Discuter de Genève n'a pas grand sens, ni auprès du public israélien ni du palestinien : des deux côtés les gens sont occupés par les problèmes du mur, des assassinats ciblés, des colonies, du sens et des implications sanglantes de l'assassinat du Cheikh Ahmed Yassine, et des menaces de mort proférées par Ariel Sharon à l'encontre de Yasser Arafat.

Nécessité d'un débat public sur l'initiative de Genève

Contrairement à ce qui se passe en Israël et dans les Territoires Palestiniens Occupés, des militants dans le monde (occidental) s'agitent beaucoup autour de l'IG [1], quelques uns pour des raisons suspectes, beaucoup d'autres parce qu'ils croient sincèrement que leur implication dans le processus de Genève peut aider à apporter la paix dans notre région.

Après avoir échoué à promouvoir des changements au sein de leurs opinions publiques respectives quelques uns des architectes de Genève se sont aujourd'hui focalisés sur l'arène internationale, et tentent de pousser la communauté internationale et les mouvements politiques et sociaux à endosser leur initiative (j'essaierai plus loin d'expliquer en quoi un tel objectif pourrait être dangereux pour les chances de paix en Israël/Palestine.)

Le but de ce texte est de clarifier pour les militants des mouvements sociaux internationaux mon point de vue sur plusieurs aspects de l'IG qui sont souvent occultés ou mal interprétés.

En ce sens il s'agit d'une contribution à un débat international sur l'IG. Je pense qu'un tel débat est nécessaire avant d'essayer de recruter la gauche internationale et les mouvements sociaux dans un soutien inconditionnel à l'IG.

Les militants politiques et du mouvement social ont le droit et le devoir de discuter, clarifier, exprimer des réserves avant que l'on exige d'eux de soutenir une initiative politique.

Il faut avoir en mémoire les leçons de l'échec d'Oslo, lorsque nous avons été confrontés au choix de « soutenir ou rejeter en bloc » qui a paralysé notre sens critique au moment où nous pouvions encore influer sur un processus qui a progressivement dégénéré vers la catastrophe présente.

Les personnes qui pensent que l'IG est un grand pas ou même celles qui (comme moi) pensent qu'il s'agit d'un petit pas en avant, sont précisément celles qui doivent exprimer leurs réserves et leurs remarques pour améliorer cette initiative et garantir qu'elle ne sera pas victime de ses propres faiblesses ou erreurs.

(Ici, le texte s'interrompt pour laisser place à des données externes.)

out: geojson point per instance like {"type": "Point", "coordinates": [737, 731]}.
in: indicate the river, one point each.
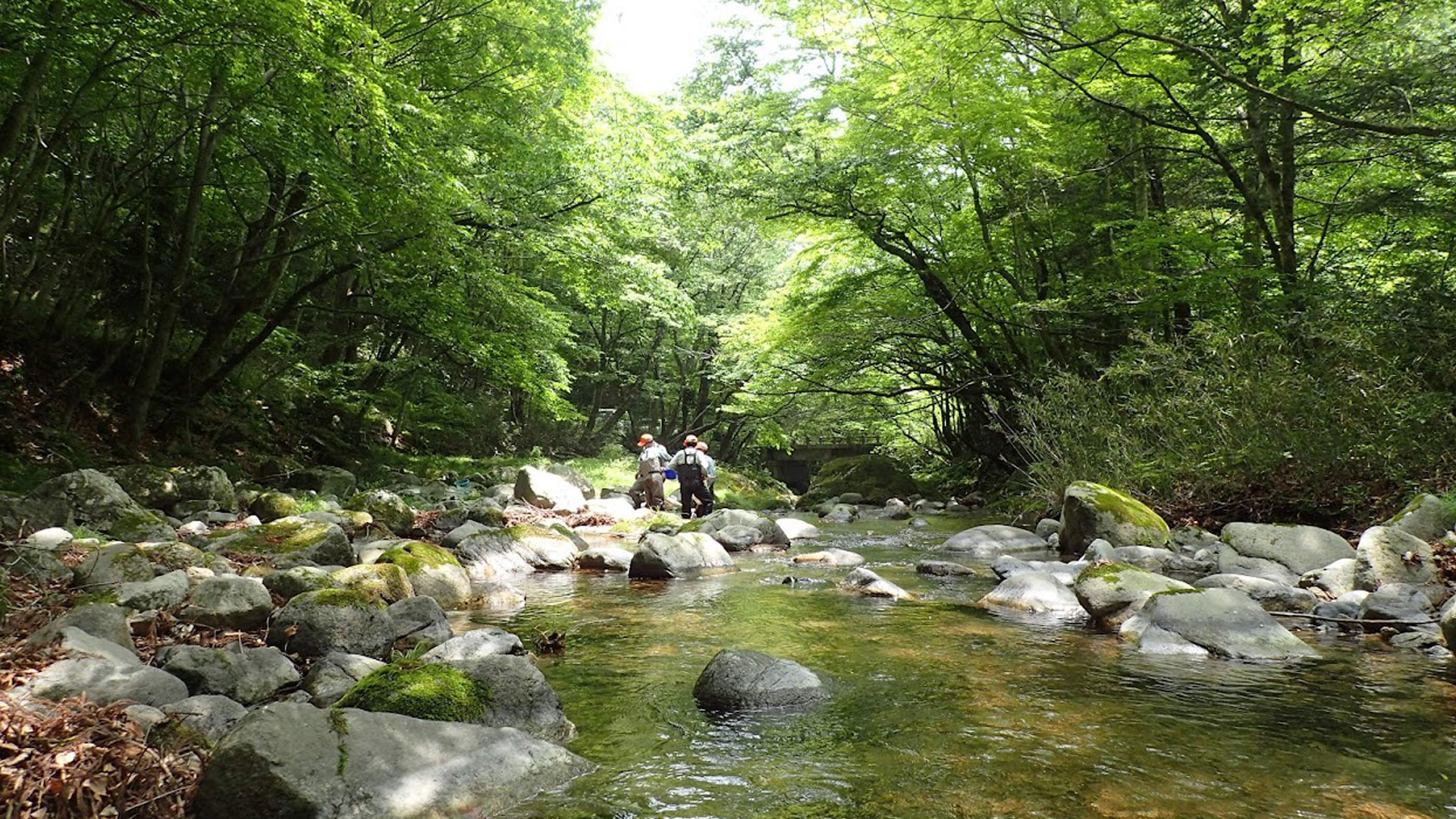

C'est la raison pour laquelle les supporters de l'IG devraient être les premiers à exiger un tel débat de quiconque leur demande un soutien inconditionnel.

D'un point de vue israélien : un pas en avant

Sans entrer dans le contenu de ces accords et leurs sous-entendus on peut convenir que l'IG en tant que telle est un pas en avant, du point de vue israélien.

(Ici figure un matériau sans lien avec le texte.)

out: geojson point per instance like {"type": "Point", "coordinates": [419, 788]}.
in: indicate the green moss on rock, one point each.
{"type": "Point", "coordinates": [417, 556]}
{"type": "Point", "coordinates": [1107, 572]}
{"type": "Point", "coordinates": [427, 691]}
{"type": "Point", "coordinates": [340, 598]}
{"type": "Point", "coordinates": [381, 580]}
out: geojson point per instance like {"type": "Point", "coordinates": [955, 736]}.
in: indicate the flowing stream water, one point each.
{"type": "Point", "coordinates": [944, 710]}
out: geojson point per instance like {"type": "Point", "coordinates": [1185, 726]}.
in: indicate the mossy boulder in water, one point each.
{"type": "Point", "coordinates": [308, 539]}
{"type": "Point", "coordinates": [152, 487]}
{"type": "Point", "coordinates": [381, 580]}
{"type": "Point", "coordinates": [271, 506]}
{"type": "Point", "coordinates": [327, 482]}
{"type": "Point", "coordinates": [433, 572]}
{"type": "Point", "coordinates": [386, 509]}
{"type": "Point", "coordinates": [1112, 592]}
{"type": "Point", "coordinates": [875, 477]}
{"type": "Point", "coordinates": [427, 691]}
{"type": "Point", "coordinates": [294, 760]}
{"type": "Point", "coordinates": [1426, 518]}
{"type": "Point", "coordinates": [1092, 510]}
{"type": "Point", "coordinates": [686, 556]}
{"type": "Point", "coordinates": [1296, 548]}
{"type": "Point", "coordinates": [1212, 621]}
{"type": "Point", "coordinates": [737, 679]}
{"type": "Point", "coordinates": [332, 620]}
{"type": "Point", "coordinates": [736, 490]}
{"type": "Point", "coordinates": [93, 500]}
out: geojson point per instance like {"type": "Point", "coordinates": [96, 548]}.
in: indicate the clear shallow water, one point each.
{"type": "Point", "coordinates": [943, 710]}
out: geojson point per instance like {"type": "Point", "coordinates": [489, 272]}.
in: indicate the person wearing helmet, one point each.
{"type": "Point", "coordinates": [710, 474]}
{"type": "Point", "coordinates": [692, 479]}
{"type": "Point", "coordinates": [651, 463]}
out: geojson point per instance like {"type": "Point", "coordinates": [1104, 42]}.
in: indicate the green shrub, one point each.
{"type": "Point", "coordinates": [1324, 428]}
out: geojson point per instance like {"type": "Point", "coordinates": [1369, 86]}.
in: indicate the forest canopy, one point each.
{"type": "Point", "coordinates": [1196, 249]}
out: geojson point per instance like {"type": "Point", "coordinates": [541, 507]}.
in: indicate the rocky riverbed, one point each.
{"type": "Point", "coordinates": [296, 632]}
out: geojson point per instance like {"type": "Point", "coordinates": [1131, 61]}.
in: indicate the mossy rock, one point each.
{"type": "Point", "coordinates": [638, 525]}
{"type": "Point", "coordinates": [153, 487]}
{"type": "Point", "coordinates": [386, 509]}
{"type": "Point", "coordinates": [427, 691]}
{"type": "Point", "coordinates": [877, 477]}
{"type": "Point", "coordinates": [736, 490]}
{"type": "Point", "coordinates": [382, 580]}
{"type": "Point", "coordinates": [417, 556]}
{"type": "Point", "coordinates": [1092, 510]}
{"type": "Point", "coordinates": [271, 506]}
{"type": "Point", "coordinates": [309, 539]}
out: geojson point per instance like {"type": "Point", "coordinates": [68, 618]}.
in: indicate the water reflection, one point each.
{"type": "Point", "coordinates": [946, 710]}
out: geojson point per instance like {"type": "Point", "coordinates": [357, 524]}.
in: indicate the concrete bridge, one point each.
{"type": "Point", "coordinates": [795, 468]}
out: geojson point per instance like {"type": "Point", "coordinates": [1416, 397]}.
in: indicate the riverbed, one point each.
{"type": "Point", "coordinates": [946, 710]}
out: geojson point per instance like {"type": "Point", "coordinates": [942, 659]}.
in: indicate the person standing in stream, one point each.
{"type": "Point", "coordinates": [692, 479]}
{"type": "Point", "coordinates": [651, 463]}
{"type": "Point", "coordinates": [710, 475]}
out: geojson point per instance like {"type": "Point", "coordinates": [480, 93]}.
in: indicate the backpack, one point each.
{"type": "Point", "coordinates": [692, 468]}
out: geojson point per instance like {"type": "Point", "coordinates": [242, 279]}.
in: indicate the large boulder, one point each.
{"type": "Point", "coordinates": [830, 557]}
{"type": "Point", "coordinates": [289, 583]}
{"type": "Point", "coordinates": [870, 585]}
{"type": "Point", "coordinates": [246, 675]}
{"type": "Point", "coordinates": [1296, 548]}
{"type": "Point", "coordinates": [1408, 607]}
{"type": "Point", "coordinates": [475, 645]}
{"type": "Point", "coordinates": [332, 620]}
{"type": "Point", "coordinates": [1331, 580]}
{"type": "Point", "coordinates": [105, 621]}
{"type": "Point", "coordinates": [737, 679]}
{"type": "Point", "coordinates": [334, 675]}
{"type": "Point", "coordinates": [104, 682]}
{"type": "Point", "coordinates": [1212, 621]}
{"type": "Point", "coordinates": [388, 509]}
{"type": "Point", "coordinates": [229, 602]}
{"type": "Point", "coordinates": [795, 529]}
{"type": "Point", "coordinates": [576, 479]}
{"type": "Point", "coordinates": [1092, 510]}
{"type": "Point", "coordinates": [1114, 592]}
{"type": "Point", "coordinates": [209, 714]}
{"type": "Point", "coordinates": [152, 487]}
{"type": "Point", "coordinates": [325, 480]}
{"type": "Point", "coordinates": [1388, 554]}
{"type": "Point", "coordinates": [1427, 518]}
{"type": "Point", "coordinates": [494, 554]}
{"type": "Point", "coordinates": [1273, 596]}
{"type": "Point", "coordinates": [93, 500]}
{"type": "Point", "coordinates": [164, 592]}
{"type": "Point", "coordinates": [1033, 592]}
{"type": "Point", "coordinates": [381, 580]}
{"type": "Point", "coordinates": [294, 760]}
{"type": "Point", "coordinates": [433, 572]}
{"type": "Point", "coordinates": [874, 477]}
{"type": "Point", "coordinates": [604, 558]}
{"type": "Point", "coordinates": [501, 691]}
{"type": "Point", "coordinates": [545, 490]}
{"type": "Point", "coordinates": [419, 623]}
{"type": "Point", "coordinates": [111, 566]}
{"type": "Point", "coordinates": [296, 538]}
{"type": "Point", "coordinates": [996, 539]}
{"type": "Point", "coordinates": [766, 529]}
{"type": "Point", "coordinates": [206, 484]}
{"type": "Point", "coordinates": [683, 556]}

Durant les quarante cinq derniers mois l'ensemble de la classe politique et intellectuelle a clamé à l'unisson que la répression dans les TPO [2] était nécessaire et due au fait qu'il existait une volonté palestinienne collective de détruire Israël, qu'il n'y avait pas de partenaire pour un véritable compromis, etc.… Même ceux qui savaient parfaitement qu'il s'agissait là d'un énorme mensonge et d'une cynique campagne de propagande initiée par Ehud Barak en juin 2000, n'étaient pas prêts à affronter publiquement ce nouveau consensus qui, de fait, a détruit le courant principal et majoritaire du camp de la paix israélien.

L'IG est une brèche ouverte dans ce consensus national et une affirmation forte par des membres reconnus de la classe politique et intellectuelle que le refrain du « pas de partenaire et pas de solution politique » est une mystification. D'ailleurs son dessein principal, du moins selon les déclarations de ses porte-parole, est de libérer la majorité de l'opinion israélienne de ce mensonge.

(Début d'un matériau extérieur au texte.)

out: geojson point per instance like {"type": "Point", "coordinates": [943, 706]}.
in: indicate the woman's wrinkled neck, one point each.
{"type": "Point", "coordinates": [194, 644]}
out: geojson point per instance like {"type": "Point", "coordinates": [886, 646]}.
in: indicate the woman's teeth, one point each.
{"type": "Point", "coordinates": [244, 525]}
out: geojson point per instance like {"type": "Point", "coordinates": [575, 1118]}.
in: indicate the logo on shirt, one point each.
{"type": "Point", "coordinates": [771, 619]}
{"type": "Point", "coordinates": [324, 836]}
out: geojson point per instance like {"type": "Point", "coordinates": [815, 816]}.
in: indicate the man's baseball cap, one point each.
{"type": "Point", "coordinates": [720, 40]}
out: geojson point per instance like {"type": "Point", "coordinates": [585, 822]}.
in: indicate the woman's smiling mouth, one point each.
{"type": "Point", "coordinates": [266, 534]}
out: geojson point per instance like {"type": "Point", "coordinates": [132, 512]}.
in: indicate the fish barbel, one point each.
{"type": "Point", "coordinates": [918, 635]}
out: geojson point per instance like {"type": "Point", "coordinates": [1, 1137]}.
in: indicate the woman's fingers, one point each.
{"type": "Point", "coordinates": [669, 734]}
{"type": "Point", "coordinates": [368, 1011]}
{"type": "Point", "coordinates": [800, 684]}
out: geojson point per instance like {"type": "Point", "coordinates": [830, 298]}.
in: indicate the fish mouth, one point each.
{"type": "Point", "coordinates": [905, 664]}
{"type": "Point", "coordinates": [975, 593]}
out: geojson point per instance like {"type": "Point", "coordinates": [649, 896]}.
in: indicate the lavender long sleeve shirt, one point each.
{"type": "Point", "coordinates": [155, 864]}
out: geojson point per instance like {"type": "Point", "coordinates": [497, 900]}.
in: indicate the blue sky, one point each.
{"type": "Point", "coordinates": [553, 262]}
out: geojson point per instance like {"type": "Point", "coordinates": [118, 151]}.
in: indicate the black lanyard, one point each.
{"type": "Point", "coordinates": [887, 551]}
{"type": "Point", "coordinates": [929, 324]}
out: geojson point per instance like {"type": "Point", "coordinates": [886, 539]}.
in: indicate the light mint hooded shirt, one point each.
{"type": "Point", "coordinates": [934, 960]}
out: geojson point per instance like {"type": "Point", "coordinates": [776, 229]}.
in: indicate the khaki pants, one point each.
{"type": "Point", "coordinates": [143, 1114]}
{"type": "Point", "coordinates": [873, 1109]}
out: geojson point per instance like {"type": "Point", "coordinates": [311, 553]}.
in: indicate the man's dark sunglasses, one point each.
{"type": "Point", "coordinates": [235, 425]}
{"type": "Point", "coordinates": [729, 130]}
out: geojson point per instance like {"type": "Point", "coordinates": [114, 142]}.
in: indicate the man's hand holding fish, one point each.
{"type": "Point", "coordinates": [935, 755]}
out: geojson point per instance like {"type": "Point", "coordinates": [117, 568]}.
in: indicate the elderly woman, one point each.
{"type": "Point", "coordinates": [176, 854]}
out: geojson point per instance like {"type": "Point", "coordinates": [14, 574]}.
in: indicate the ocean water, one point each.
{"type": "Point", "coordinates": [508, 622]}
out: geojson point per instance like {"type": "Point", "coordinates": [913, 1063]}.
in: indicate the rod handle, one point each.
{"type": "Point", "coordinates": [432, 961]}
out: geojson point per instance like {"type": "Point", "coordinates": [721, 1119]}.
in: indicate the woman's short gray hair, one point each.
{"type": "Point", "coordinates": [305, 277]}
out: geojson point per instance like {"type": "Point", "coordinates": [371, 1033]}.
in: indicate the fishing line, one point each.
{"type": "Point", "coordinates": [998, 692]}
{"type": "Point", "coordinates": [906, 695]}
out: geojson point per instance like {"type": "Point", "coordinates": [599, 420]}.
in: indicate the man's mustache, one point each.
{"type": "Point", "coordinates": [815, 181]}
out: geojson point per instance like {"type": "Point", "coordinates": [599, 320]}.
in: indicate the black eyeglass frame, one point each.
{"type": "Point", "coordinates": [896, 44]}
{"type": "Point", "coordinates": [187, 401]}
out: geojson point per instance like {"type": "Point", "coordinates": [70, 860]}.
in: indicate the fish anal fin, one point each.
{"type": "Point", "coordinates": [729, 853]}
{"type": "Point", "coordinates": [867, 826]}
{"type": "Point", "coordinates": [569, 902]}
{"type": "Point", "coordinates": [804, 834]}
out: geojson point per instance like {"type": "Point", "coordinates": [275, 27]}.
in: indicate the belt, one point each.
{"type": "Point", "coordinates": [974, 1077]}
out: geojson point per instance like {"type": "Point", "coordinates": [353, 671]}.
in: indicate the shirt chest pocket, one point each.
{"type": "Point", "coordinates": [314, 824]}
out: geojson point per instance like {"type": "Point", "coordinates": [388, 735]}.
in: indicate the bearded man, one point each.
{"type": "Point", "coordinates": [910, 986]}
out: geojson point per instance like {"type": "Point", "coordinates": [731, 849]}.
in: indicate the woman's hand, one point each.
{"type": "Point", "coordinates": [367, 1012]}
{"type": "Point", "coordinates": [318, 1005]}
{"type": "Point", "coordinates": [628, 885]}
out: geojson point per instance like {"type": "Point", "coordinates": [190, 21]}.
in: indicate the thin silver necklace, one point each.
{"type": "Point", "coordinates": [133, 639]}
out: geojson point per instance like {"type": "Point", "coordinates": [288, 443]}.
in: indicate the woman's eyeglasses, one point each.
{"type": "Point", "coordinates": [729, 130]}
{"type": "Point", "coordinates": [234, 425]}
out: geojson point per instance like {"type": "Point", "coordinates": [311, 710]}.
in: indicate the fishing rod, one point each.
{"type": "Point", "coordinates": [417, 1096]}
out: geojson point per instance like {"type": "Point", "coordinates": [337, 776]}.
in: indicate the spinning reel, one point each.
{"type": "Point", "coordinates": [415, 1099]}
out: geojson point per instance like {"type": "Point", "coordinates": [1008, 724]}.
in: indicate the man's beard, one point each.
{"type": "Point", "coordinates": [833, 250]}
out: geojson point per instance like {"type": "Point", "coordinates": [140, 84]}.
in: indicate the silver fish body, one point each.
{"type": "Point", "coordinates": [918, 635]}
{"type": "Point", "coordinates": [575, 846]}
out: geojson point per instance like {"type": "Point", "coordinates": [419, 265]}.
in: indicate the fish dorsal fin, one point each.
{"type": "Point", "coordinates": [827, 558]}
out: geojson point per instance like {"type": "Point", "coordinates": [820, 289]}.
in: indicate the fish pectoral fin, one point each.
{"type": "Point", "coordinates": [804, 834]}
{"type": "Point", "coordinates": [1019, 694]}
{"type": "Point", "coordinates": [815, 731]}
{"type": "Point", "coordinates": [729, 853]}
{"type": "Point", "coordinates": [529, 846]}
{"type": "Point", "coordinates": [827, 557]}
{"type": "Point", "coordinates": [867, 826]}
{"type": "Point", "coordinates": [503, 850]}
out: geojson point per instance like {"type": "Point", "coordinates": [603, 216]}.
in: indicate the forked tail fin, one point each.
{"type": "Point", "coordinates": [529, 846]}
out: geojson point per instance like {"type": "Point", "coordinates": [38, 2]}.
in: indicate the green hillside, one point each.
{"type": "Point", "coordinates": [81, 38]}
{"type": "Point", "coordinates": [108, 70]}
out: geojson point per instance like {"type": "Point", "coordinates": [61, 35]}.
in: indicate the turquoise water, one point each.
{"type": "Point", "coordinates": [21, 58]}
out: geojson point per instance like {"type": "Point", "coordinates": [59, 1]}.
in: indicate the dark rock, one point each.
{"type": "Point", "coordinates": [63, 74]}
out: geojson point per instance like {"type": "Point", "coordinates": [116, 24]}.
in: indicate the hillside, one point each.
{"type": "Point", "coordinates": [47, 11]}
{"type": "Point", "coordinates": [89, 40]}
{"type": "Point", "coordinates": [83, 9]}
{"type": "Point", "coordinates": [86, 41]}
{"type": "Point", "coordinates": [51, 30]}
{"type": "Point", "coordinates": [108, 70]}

Qui voudrait s'opposer à un tel dessein ? Une question essentielle demeure cependant : Comment convaincre le public israélien de croire à nouveau en une perspective de paix ? Et une autre question : Quid de l'opinion publique palestinienne ? Ne doit-elle pas elle aussi être gagnée à l'idée d'une perspective de paix, et de quelle manière ?

Précisément parce que l'IG est une ouverture d'un point de vue israélien, et parce que de nombreuses questions restent posées pour remettre sur rails le train des négociations, il est crucial de mener un large débat public sur l'IG et de discuter ses points faibles. L'initiative elle-même est le fruit d'un débat (non public) et un certain nombre de dirigeants du parti travailliste israélien - dont Shimon Pères par exemple - ne l'avalisent pas.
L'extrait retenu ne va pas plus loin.